As part of our “An Arrow aimed at tomorrow” story series, this article, along with What do automotive engineers do, and Autonomous EV Engineering in Canada follows the building and assembly of Canada’s first electric and autonoumous vehicle.
The power of partnerships in energy conversion
The last of the United Nations 17 Goals of Sustainable Development “is about revitalizing the global partnership for sustainable development. The 2030 Agenda is universal and calls for action by all countries – developed and developing – to ensure no one is left behind in adopting sustainable energy. It requires partnerships between governments, the private sector, and civil society. The Sustainable Development Goals can only be realized with a strong commitment to global partnership and cooperation”. In a way, it’s the goal that shows how we can all make seemingly impossible goals possible to solve. Aviva is a believer in partnering with like-minded organizations to achieve such aims with sustainable energy such as wind and solar.
The Aviva ambition to help build an autonomous EV
Aviva recognizes the importance of partnerships in solving our environmental and climate challenges. With their partner Earth Day Canada, its $3 million Charged for Change program will deliver level 2 Electric Vehicle (EV) charging stations for public use in under-served communities across Canada. Additionally, the organization is a presenting partner of WWF-Canada’s Nature and Climate Grant Program, and is investing more than $2 million to help local groups and Indigenous organizations restore degraded lands and shorelines in order to improve habitats and capture carbon. Given Aviva’s commitment to partnership and sustainability, it was a natural decision to sponsor Project Arrow which aimed to build the first all Canadian-made autonomous EV.

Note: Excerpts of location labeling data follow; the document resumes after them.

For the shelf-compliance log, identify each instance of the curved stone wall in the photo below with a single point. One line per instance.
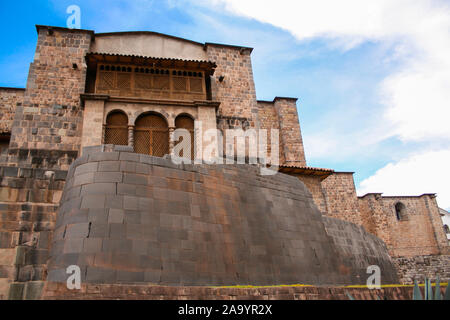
(131, 218)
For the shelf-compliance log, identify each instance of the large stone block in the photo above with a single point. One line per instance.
(207, 225)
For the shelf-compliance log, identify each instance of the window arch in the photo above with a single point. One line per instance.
(151, 135)
(400, 211)
(186, 122)
(116, 131)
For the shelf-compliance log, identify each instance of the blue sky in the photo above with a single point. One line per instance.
(373, 92)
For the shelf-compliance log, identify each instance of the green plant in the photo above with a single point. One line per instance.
(428, 291)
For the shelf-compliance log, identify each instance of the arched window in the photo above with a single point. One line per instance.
(400, 211)
(151, 135)
(446, 228)
(116, 131)
(186, 122)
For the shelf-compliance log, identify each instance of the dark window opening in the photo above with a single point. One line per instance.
(400, 211)
(4, 142)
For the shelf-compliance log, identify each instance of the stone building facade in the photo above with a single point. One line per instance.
(133, 90)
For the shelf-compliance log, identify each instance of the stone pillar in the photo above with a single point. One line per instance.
(104, 134)
(171, 139)
(131, 136)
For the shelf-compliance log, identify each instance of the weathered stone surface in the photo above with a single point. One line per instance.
(210, 225)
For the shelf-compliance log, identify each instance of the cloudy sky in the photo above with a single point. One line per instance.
(372, 77)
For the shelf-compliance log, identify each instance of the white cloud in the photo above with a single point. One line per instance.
(416, 97)
(421, 173)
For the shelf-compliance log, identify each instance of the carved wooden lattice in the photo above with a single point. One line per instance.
(196, 85)
(116, 131)
(124, 81)
(185, 122)
(151, 136)
(179, 84)
(145, 82)
(106, 80)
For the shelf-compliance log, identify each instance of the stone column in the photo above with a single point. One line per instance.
(171, 142)
(131, 136)
(104, 134)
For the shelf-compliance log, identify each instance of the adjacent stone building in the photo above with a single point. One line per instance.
(84, 155)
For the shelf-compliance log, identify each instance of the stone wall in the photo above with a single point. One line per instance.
(341, 198)
(29, 199)
(290, 133)
(51, 115)
(128, 218)
(418, 232)
(430, 266)
(314, 185)
(237, 90)
(357, 247)
(57, 291)
(10, 98)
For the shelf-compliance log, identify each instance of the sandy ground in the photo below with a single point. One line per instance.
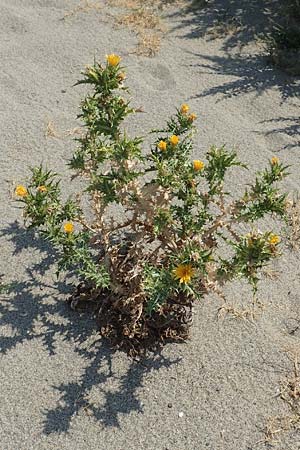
(61, 387)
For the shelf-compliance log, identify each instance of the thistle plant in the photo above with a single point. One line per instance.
(143, 273)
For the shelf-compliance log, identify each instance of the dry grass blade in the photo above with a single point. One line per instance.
(51, 131)
(84, 6)
(144, 19)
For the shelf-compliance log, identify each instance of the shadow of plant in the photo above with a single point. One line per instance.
(251, 75)
(36, 310)
(292, 129)
(237, 22)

Helping aim the Arrow electric car
Project Arrow’s objective was to answer “Prime Minister Trudeau’s call for a Zero-Emissions future by 2050” by bringing “together the best of the best of Canada’s electric-drive, alternative-fuel, connected and autonomous and light-weight technology companies”. The task of building the Arrow was assigned to Ontario Tech University because of their “exemplary track record with industry partners and its ACE core research and testing facility that features world-class automotive prototype build capacity and a Climatic Aerodynamic Wind Tunnel with unique capabilities for concept development, including the capacity to simulate extreme cold and powerful windstorms”. From there, two Ontario Tech Students, Izzy Cossarin and Andrew Genovese got to work.
By sponsoring the project, Aviva was able to help bring the Arrow electric vehicle to life. As mentioned by Ontario Tech’s Amanda Mercier, Aviva’s “support was absolutely critical and provided experiential learning opportunities for many students, like Izzy and Andrew, to be a part of this revolutionary project. Without your help, these opportunities would not have been possible. It's pretty amazing”.
Charging up partner power for electric-car conversions
Project Arrow is a living, real-world example of what can be accomplished when a variety of players, of different backgrounds, can come together to make the impossible possible. The Arrow electric vehicle is more than a prototype for autonomous EVs. It’s an EV prototype of how we can work together to solve the problems facing our fragile world.